After you have decided how to deal with the key labels, you need to deal with the fact that most computers you will encounter will be in QWERTY rather than your layout of choice. First, you must determine whether you can be bi-layout and how your productivity will be impacted by being on a computer that is set to something other than your favorite layout. Second, you must think about how often you will be on a computer that you cannot temporarily remap. If you spend 99.9% of your time on your own computer and you do not share a computer with anyone else, then this may be a minor issue. But this may not be the case for everyone.
For example, in college, I competed in programming competitions called ACM : International Collegiate Programming Contests. In those contests, three students share one computer and solve six programming problems in a five- to six-hour time period. Because my team took turns typing on the computer, we had to run a command to change the keyboard layout, which added some time and frustration. In the end, it did not make that much difference.

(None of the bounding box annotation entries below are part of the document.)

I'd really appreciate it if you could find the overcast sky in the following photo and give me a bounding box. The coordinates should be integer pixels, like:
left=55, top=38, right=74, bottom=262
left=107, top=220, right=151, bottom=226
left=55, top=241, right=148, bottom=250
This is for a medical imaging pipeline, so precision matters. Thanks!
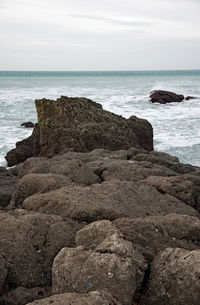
left=0, top=0, right=200, bottom=71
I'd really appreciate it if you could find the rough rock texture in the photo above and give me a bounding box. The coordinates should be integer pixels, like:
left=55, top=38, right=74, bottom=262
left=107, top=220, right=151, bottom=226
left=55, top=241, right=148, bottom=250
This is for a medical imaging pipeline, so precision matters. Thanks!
left=21, top=122, right=35, bottom=128
left=6, top=96, right=153, bottom=166
left=75, top=219, right=122, bottom=249
left=114, top=214, right=200, bottom=262
left=0, top=255, right=7, bottom=295
left=141, top=248, right=200, bottom=305
left=52, top=240, right=147, bottom=305
left=0, top=210, right=83, bottom=292
left=0, top=287, right=50, bottom=305
left=22, top=180, right=199, bottom=222
left=27, top=291, right=121, bottom=305
left=150, top=90, right=184, bottom=104
left=0, top=173, right=15, bottom=210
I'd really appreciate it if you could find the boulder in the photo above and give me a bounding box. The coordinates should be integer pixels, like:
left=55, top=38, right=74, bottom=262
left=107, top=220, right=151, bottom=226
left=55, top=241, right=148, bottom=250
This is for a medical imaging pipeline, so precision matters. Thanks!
left=27, top=291, right=121, bottom=305
left=141, top=248, right=200, bottom=305
left=0, top=173, right=16, bottom=210
left=0, top=210, right=83, bottom=292
left=52, top=241, right=147, bottom=305
left=0, top=255, right=8, bottom=296
left=114, top=214, right=200, bottom=262
left=22, top=180, right=199, bottom=223
left=185, top=96, right=196, bottom=101
left=150, top=90, right=184, bottom=104
left=21, top=122, right=35, bottom=128
left=6, top=96, right=153, bottom=166
left=75, top=219, right=123, bottom=249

The bottom line is that changing your keyboard layout leads to large productivity gains but is extremely challenging. I know of only about 20 people who use non-QWERTY layouts, and the number of Dvorak and Colemak users is less than 1% of the total number of keyboard users. At the same time, I believe that non-QWERTY keyboard layouts will gain more support over time. As well as myself, other people—like Barbara Blackburn, the world typing speed record holder; Bram Cohen, the inventor of BitTorrent; and Matt Mullenweg, lead developer of WordPress—use Dvorak.